General information
- Type: Ultralight trike
- National origin: United States
- Manufacturer: North Wing Design
- Status: Production completed
- Number built: 72 (February 2005)

= North Wing Apache =

American ultralight airplane

The North Wing Apache is an American two-seat ultralight trike designed and produced by North Wing Design of East Wenatchee, Washington. The aircraft is supplied as a kit for amateur construction.

==Design and development==
The aircraft was designed to comply with the Fédération Aéronautique Internationale microlight category, including the category's maximum gross weight of 450 kg. It features a "topless" strut-braced hang glider-style high-wing, weight shift controls, a two-seats-in-tandem open cockpit, tricycle landing gear and a single engine in pusher configuration.

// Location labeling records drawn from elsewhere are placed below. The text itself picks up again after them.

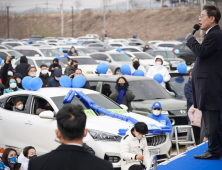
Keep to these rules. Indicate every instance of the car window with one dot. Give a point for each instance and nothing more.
(11, 101)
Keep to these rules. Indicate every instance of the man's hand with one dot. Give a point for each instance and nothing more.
(139, 157)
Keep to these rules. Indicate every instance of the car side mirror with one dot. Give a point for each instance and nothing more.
(124, 107)
(47, 115)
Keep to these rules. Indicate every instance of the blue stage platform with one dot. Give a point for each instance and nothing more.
(186, 161)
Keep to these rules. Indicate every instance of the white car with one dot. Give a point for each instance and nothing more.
(146, 60)
(26, 128)
(86, 63)
(37, 62)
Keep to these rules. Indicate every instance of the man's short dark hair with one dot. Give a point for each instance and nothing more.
(71, 121)
(141, 127)
(213, 11)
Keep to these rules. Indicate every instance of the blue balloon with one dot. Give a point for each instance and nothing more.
(125, 69)
(158, 77)
(26, 82)
(182, 68)
(65, 81)
(58, 57)
(177, 51)
(66, 55)
(36, 84)
(119, 49)
(138, 73)
(102, 68)
(78, 81)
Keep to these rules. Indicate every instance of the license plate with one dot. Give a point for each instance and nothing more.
(154, 151)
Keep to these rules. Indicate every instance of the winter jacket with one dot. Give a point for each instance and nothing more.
(161, 70)
(22, 68)
(45, 78)
(189, 95)
(139, 68)
(195, 116)
(127, 98)
(163, 120)
(130, 147)
(53, 83)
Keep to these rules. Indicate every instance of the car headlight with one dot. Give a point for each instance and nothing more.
(87, 72)
(99, 135)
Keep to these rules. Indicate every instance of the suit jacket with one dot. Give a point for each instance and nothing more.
(69, 157)
(207, 71)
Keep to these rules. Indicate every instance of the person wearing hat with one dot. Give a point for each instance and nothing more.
(156, 115)
(55, 65)
(54, 82)
(159, 69)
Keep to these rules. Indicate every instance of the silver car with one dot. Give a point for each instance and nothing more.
(114, 60)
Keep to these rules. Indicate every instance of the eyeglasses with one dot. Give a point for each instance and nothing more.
(201, 16)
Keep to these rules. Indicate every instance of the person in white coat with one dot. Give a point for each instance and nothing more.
(136, 66)
(134, 150)
(159, 68)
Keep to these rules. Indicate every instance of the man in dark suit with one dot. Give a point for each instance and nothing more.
(71, 121)
(207, 79)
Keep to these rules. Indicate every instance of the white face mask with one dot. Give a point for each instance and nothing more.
(13, 85)
(20, 107)
(44, 71)
(156, 112)
(33, 74)
(10, 73)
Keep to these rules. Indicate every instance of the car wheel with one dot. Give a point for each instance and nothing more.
(118, 72)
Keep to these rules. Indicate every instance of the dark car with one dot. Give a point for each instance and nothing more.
(168, 56)
(185, 53)
(100, 47)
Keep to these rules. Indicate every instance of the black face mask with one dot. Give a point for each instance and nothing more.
(136, 64)
(34, 156)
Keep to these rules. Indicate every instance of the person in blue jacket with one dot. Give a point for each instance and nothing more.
(156, 115)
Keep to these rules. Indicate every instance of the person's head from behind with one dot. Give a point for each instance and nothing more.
(32, 71)
(71, 122)
(44, 69)
(156, 108)
(10, 158)
(140, 129)
(209, 17)
(29, 152)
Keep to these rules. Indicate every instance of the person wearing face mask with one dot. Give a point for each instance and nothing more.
(19, 78)
(54, 82)
(55, 65)
(28, 153)
(32, 71)
(156, 115)
(159, 69)
(10, 160)
(122, 94)
(67, 67)
(44, 75)
(73, 67)
(12, 86)
(72, 52)
(133, 148)
(136, 66)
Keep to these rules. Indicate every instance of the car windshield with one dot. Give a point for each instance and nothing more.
(47, 62)
(51, 52)
(177, 84)
(99, 99)
(166, 54)
(120, 57)
(15, 53)
(143, 56)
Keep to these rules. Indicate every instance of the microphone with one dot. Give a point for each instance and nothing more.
(196, 27)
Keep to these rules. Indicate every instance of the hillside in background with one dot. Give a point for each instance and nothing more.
(164, 24)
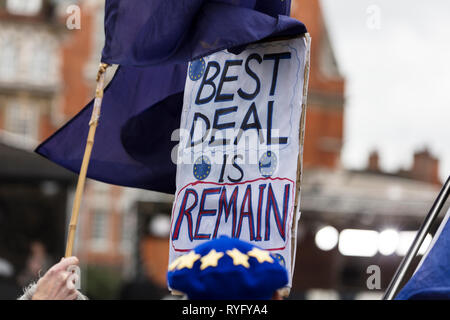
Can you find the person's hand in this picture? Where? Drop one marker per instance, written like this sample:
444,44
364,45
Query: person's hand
56,284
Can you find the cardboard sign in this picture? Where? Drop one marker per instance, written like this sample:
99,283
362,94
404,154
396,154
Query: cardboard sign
238,157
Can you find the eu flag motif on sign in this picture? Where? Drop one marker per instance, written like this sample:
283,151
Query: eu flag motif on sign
153,41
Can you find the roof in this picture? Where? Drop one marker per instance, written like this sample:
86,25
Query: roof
353,192
16,164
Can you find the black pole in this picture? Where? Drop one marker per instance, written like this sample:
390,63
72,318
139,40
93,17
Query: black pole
415,246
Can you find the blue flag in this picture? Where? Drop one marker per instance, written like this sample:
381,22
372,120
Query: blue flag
431,281
153,41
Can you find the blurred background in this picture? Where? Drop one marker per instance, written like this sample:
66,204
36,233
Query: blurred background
375,153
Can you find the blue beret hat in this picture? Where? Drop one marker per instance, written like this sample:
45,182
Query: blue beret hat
227,269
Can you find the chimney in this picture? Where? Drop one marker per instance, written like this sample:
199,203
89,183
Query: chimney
425,167
373,165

The aircraft is made from bolted-together aluminum tubing, with its double-surface wing covered in Dacron sailcloth. Its 31.5 ft span wing is supported by streamlined struts, in place of the more commonly used cables and kingpost. The Apache is controlled with a conventional weight shift "A" frame control bar. Standard features include a fiberglass cockpit fairing, wheel pants, nosewheel brakes and stowage bags. Dual control steering and throttle are optional for flight training use. The supplied engines include the Rotax 503 twin-cylinder, two-stroke, air-cooled powerplant of 50 hp and the Rotax 582 twin-cylinder, two-stroke, liquid-cooled powerplant of 64 hp.

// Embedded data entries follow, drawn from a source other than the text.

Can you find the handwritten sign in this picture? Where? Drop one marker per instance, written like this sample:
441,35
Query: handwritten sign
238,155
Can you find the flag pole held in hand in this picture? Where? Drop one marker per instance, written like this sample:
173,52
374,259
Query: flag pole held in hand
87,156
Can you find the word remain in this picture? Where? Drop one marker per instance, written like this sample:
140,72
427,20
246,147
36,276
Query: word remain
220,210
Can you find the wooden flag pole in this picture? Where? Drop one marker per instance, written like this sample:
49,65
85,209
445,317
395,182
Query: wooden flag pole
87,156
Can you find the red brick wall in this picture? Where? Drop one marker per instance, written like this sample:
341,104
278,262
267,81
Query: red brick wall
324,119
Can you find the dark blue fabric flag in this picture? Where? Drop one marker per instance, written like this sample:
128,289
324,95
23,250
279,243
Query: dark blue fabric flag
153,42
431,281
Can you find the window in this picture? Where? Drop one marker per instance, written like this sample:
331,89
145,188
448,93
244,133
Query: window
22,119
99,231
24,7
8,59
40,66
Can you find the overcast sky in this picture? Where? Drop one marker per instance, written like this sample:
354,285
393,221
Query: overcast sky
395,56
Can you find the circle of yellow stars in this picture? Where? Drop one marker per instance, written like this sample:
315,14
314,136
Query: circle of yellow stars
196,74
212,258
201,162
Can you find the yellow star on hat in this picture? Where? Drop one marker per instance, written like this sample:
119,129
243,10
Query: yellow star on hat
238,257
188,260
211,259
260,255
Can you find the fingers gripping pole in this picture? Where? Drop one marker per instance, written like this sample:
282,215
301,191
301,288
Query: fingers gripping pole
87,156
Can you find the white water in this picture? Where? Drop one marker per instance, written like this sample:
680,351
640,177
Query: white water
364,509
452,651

The strut-braced wing provides a number of advantages over the traditional cable braced wing, including reduced overall height for hangaring, reduced drag and improved appearance.

A total of 72 examples had been delivered by February 2005.

==Variants==
- Apache 582 Contour
Model with Rotax 582 twin-cylinder, two-stroke liquid-cooled powerplant of 64 hp, Contour strut-braced wing, cockpit fairing, gross weight of 950 lb, circa 2003-05. Price was US$$18,950 in 2005.
- Apache 582 Mustang
Model with Rotax 582 powerplant of 64 hp, Mustang strut-braced wing, cockpit fairing, gross weight of 950 lb, circa 2003.
- Apache ST
Model with Rotax 582 powerplant of 64 hp, stripped down for off-airport operations, with no cockpit fairing, circa 2003.